# churches of montreal



## mathjak107 (Jul 18, 2016)

took a trip to montreal and found it photography heaven .

all handheld using the fuji x100s


----------



## Ameriscot (Jul 18, 2016)

Wow!!


----------



## Shalimar (Jul 18, 2016)

Magnifique!


----------



## mathjak107 (Jul 18, 2016)

we only take the little fuji's on trips  when we fly . they are fabulous for travel . all the big nikon gear is used generally locally  when we have the car with us . the fuji's work well in low light and have special features that are just great for travel and street photography . only problem is with some extra battery's they run 1500 a piece . we needed 2 of them since my wife won't let me have anything she doesn't .


----------



## Ameriscot (Jul 18, 2016)

I have found unless I'm doing something special with a shot, that my Samsung phone takes pics almost as good in quality as my Canon DSLR. 

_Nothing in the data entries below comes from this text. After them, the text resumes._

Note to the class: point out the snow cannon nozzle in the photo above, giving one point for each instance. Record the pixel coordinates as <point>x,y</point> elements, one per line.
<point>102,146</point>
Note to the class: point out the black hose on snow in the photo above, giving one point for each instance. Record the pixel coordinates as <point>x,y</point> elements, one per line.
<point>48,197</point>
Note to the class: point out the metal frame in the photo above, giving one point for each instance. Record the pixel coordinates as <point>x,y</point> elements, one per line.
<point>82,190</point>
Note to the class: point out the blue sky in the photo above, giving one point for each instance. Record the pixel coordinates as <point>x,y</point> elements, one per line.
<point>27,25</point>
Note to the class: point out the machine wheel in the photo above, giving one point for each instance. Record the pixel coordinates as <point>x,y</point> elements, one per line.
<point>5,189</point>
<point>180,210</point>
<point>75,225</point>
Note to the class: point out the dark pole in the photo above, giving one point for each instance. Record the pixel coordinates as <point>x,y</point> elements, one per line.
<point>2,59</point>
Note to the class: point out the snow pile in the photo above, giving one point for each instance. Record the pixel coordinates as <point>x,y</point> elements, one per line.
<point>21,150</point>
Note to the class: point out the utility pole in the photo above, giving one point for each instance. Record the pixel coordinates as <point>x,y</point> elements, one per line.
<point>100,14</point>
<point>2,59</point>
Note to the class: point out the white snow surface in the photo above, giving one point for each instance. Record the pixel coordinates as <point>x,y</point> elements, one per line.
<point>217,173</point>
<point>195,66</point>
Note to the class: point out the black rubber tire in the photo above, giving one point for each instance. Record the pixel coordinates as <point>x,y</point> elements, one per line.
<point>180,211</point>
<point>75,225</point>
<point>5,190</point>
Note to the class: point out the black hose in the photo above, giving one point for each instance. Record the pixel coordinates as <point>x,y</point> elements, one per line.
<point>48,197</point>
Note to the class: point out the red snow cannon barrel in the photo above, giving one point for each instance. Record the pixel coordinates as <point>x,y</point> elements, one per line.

On a safari in Africa I took my 300 mm, put in on the automatic sports setting for action shots and got some great closeups while standing up through the opening in the roof.


----------



## mathjak107 (Jul 18, 2016)

it is never about the gear as much as it is about the photographer .  great gear can just add a bit to the equation  as well as having some editing skills . i  hate the way most in camera shots come out . to me they are a half finished product .  i like my work to reflect the way i see it in my head and my camera's built in programs do not reflect what i want .,


----------



## Ameriscot (Jul 18, 2016)

mathjak107 said:


> it is never about the gear as much as it is about the photographer .  great gear can just add a bit to the equation  as well as having some editing skills . i  hate the way most in camera shots come out . to me they are a half finished product .  i like my work to reflect the way i see it in my head and my camera's built in programs do not reflect what i want .,



True.  You can have the best gear but be a lousy photographer.  I hate lugging around the 300mm lens but for some things it's necessary - like wildlife that I couldn't get close to.  Or grandkids that won't be still for a photo.


----------



## Ameriscot (Jul 18, 2016)

mathjak107 said:


> it is never about the gear as much as it is about the photographer .  great gear can just add a bit to the equation  as well as having some editing skills . i  hate the way most in camera shots come out . to me they are a half finished product .  i like my work to reflect the way i see it in my head and my camera's built in programs do not reflect what i want .,



How do you manage action shots on manual focus?


----------



## mathjak107 (Jul 18, 2016)

many times i will set the camera to full manual .   i will focus at infinity , set a good speed for movement , set an aperture size with pretty good depth of field and then let auto iso run up and down setting the exposure .  this is where using a camera in manual mode has advantages . all my street photography is done that way .


----------